A few different "fun" bug-related scenarios come to mind, so I'll jump strait to the point!
The Environmental "Bug"
This is kind of a false positive bug - it is a bug that is not a bug, per se. We all probably seen something like this, a feature that works in Test but not in the Acceptance environment, for example or if our regression tests suddenly start failing, but there were no code changes introduced to the system under test - rather there was a change in the infrastructure causing our tests to fail. These issues can be very frustrating and hard to pinpoint.
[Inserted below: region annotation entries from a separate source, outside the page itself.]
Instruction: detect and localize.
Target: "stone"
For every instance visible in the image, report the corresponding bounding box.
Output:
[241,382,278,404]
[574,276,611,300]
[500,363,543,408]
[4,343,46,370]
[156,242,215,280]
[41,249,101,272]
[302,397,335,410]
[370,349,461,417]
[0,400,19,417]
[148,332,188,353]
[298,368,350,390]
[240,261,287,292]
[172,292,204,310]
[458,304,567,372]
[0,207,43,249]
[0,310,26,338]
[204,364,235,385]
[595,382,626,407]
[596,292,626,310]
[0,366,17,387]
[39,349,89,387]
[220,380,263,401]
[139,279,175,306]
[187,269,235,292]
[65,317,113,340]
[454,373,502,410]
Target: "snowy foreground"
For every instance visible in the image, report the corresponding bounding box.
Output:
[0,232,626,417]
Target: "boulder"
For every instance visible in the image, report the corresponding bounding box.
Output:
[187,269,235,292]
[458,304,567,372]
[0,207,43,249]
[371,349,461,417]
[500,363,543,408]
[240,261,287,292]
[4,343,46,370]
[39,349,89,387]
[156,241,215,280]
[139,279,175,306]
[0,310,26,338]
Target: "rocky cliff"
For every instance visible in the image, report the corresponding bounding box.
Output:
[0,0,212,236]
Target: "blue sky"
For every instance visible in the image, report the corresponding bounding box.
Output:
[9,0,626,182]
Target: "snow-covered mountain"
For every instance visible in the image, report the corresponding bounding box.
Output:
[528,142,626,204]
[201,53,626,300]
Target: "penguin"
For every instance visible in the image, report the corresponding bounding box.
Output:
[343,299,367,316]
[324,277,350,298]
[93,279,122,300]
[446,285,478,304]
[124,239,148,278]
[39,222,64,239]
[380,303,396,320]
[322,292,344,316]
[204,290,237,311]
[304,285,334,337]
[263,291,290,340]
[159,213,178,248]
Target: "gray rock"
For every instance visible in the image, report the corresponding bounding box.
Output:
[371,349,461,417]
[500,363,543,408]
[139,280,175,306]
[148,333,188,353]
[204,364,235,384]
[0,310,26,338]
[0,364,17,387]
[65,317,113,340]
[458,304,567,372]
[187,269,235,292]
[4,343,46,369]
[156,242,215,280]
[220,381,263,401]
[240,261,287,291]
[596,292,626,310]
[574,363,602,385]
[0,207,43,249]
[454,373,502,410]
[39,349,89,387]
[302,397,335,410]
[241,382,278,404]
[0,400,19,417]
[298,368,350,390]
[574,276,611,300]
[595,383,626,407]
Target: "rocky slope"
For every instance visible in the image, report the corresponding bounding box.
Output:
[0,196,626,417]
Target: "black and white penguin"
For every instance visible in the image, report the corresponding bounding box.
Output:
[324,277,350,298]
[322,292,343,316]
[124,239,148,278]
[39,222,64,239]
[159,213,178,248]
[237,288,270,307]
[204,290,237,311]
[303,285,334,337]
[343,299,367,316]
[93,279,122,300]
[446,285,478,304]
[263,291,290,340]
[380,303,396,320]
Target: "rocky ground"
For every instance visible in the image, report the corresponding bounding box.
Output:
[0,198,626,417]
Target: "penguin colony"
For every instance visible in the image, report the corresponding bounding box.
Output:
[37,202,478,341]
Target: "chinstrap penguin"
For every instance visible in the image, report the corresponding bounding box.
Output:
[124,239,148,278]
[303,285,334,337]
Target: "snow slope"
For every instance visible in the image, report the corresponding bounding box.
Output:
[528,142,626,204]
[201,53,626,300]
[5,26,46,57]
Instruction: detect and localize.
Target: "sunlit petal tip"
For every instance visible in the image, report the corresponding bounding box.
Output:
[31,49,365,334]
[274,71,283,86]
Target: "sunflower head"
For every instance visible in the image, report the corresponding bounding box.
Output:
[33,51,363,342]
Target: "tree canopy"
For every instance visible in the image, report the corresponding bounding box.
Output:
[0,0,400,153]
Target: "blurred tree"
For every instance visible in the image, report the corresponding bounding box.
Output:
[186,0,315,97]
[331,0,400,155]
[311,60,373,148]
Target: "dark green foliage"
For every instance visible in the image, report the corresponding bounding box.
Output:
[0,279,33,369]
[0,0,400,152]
The best way to avoid them is to avoid secrecy and to be fully transparent since any change, no matter how innocent may seem can cause unexpected complication in a large complex system.
Bug Ping Pong
Now this is not the case where some Stakeholder decides that the reported defect is not important enough so it gets ignored. No, this is much worse and it happens in companies that lack the culture of quality. Often when a bad developer doesn't know how do fix something, or does not have the time, they will claim that a certain bug should no longer be an issue since there was a change in a partially related part of the system that probably resolved this issue as well. Sadly that is rarely the case and this tends to lead to pointless re-testing and ping-ponging of the bug, where the tester returns it back saying that it is still a valid issue, the developer claims that it is fixed again and the cycle where everyone's time is just needlessly waster goes on and on. If you work in a company where these kind of situations keep happening and the management is not doing anything to improve this, the best thing is to bid your farewell and look for new opportunities.
Dumb Bugs
Somewhat similar to the previous example, as these kinds of issues can be avoided with a minimum of common sense. These kind of bugs arise from bad/unclear requirements which get blindly accepted and implemented instead of being challenged and improved upon early in the design stages. Usually, when you report a bug like this you get a robotic reply in Jira this is working "as designed" - such as a bad UX solution that is most certain to annoy future users which will result in lot of tickets being reported in production. To prevent this, testers (designers, BAs, developers, as well and others) should be involved in the earliest stages of the software development - it should not be done by a single person! I have not witnessed this when working with good developers, but subpar programmers who just code what is asked without critically thinking will usually behave like this and it can be infuriating!
These are the bugs that I have found to be the most fun, what are yours?